Tom Sinclair
February 20, 2004 AT 05:00 AM EST

When the Beatles hit America’s shores on Feb. 7, 1964, documentary filmmakers Albert and David Maysles (”Gimme Shelter”) were there with their cameras. The brothers followed the Liverpool lads around for the next two weeks and got a frankly astonishing film, ”The First U.S. Visit,” out of it. This seminal flick has just been released on DVD (along with a terrific bonus disc filled with commentary and never-before-seen footage). We asked surviving brother Albert (David died in 1987), 78, how it really felt to meet the Beatles.

EW Did you know back then you were documenting a historical event?

AM Not really. We were so intent on getting everything right we weren’t thinking about historical overtones.

EW You’ve said you weren’t a rock & roll fan originally. Did the Beatles change that?

AM Yes, I got to appreciate their music immensely. With so much rock music, you can’t understand the lyrics. But with the Beatles, you had great music and great lyrics you could hear.

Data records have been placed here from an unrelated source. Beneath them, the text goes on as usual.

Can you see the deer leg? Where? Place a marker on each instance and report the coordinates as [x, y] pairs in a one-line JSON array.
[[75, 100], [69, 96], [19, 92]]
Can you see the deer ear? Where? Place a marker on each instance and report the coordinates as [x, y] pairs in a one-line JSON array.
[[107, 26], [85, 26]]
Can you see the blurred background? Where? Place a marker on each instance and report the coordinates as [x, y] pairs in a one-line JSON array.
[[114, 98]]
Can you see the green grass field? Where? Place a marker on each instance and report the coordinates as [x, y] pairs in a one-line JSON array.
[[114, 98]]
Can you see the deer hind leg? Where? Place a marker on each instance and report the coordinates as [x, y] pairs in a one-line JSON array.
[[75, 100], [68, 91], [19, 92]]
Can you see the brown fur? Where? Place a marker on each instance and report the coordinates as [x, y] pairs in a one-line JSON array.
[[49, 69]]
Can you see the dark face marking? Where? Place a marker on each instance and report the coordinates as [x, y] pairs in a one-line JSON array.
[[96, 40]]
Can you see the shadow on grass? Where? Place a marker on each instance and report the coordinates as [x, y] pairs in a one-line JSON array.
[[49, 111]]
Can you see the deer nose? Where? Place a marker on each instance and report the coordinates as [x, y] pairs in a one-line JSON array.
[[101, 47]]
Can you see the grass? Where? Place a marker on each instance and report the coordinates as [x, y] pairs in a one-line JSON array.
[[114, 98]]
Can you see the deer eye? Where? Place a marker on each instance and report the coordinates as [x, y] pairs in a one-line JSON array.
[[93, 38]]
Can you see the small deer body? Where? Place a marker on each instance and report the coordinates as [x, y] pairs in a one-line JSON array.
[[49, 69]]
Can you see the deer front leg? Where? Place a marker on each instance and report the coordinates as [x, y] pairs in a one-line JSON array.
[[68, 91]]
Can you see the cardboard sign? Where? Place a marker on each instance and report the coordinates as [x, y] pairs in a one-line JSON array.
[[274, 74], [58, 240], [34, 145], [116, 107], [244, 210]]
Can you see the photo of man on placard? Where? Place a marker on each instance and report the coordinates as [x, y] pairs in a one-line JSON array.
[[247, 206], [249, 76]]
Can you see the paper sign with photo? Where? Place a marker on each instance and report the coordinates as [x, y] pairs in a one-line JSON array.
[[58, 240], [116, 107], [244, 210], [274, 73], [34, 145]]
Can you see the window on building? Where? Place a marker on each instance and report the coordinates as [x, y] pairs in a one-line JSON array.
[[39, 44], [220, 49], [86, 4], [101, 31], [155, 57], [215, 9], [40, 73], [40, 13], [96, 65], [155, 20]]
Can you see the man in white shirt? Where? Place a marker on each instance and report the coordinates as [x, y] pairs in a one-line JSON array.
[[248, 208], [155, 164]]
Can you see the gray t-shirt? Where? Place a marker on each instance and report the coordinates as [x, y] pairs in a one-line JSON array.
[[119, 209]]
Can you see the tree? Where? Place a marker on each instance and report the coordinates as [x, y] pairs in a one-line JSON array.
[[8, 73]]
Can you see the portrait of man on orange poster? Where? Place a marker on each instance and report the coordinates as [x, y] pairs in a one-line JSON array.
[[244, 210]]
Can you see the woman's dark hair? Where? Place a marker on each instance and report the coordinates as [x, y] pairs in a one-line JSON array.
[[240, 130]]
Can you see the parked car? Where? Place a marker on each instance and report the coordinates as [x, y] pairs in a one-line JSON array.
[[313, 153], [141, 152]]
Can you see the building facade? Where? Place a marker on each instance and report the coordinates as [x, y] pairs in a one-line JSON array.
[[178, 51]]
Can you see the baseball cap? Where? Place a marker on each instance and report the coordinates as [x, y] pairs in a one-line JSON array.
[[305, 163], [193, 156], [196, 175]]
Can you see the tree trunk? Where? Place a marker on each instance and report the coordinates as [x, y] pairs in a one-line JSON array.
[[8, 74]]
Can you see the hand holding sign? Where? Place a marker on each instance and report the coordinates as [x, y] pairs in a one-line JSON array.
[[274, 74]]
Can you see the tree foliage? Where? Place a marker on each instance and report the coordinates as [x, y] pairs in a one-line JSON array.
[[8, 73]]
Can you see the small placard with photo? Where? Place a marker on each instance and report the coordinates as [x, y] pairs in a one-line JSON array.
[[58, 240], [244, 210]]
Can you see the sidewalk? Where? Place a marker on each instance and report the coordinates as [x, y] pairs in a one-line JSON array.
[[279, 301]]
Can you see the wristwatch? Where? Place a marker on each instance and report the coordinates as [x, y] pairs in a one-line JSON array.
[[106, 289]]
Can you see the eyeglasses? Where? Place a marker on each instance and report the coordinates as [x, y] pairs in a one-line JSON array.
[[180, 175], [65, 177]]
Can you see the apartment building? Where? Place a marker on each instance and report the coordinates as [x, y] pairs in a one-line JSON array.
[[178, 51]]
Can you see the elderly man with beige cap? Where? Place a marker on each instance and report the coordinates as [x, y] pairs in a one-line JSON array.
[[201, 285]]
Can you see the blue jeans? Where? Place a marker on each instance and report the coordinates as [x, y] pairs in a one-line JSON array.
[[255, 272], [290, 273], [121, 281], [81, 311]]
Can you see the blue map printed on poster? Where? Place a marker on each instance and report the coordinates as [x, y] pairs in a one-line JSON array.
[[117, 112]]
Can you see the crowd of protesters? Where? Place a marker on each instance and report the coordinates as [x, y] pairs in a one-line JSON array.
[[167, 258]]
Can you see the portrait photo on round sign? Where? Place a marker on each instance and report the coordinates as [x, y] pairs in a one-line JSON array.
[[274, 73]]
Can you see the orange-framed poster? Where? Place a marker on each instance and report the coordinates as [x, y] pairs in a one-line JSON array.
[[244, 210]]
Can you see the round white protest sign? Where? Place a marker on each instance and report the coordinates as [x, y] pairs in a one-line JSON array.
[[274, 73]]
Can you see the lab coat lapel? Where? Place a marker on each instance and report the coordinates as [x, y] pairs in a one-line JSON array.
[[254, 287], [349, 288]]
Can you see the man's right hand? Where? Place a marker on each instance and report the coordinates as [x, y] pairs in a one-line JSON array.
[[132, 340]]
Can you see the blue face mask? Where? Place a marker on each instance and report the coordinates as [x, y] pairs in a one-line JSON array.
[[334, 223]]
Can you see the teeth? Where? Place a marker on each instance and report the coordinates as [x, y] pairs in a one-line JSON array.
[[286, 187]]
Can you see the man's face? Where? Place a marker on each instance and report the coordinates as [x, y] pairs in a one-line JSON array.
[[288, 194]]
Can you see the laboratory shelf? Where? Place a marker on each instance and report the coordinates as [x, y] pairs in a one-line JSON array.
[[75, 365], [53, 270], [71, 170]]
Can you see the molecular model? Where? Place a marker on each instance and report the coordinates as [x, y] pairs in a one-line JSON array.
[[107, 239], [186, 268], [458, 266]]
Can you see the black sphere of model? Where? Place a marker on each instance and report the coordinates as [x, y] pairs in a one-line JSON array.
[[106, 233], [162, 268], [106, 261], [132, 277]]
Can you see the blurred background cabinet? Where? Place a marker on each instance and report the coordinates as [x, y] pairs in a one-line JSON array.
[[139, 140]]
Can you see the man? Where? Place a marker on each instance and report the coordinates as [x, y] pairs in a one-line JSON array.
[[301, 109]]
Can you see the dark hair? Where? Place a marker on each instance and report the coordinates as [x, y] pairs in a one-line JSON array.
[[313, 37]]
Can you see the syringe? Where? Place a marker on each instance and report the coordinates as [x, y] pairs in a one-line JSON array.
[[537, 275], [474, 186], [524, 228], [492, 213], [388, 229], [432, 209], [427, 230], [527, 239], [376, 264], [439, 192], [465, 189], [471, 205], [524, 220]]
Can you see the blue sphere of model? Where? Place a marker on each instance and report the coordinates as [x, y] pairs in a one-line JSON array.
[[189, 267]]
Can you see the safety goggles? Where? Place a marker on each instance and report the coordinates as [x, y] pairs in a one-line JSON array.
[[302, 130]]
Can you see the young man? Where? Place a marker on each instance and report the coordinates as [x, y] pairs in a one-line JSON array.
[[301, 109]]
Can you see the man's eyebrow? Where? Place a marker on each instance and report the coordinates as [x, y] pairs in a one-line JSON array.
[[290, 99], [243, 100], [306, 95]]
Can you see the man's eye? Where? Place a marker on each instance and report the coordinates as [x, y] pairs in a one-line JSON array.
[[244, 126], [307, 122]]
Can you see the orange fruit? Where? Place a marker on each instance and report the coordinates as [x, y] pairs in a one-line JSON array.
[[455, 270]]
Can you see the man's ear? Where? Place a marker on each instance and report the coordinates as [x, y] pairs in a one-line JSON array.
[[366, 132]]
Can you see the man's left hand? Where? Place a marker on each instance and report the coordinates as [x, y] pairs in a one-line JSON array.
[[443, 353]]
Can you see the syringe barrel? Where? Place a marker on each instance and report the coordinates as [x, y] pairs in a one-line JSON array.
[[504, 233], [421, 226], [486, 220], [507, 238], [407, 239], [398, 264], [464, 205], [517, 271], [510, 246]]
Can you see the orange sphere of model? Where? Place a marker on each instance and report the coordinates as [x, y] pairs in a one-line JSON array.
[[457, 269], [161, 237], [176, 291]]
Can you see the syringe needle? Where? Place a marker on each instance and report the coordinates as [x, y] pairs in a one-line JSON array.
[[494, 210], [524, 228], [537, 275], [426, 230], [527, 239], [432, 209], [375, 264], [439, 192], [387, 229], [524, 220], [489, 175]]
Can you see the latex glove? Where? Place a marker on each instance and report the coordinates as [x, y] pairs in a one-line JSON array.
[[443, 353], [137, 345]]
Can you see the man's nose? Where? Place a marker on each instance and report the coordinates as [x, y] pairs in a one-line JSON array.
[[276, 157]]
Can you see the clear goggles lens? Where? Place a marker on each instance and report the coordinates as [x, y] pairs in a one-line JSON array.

EW Did you stay friendly with the boys over the years?

AM I had a long-standing friendship with John. We [both] lived in the Dakota. Paul and I have gotten together a number of times. I see Yoko every once in a while.

EW What about George and Ringo?

AM Unfortunately, it didn’t turn out that I kept in touch with George much. I may be seeing Ringo tomorrow.

EW What would you say if someone asked you to shoot a documentary of a new group and give it ”that Beatles flava”?

AM Oh, I’d love to do it. My son, who’s 24, wants me to do a film of the Riz — R-I-Z, I think.

EW Do you mean the RZA — R-Z-A — from Wu-Tang Clan?

AM Yes! That’s him. I’m ready to do it.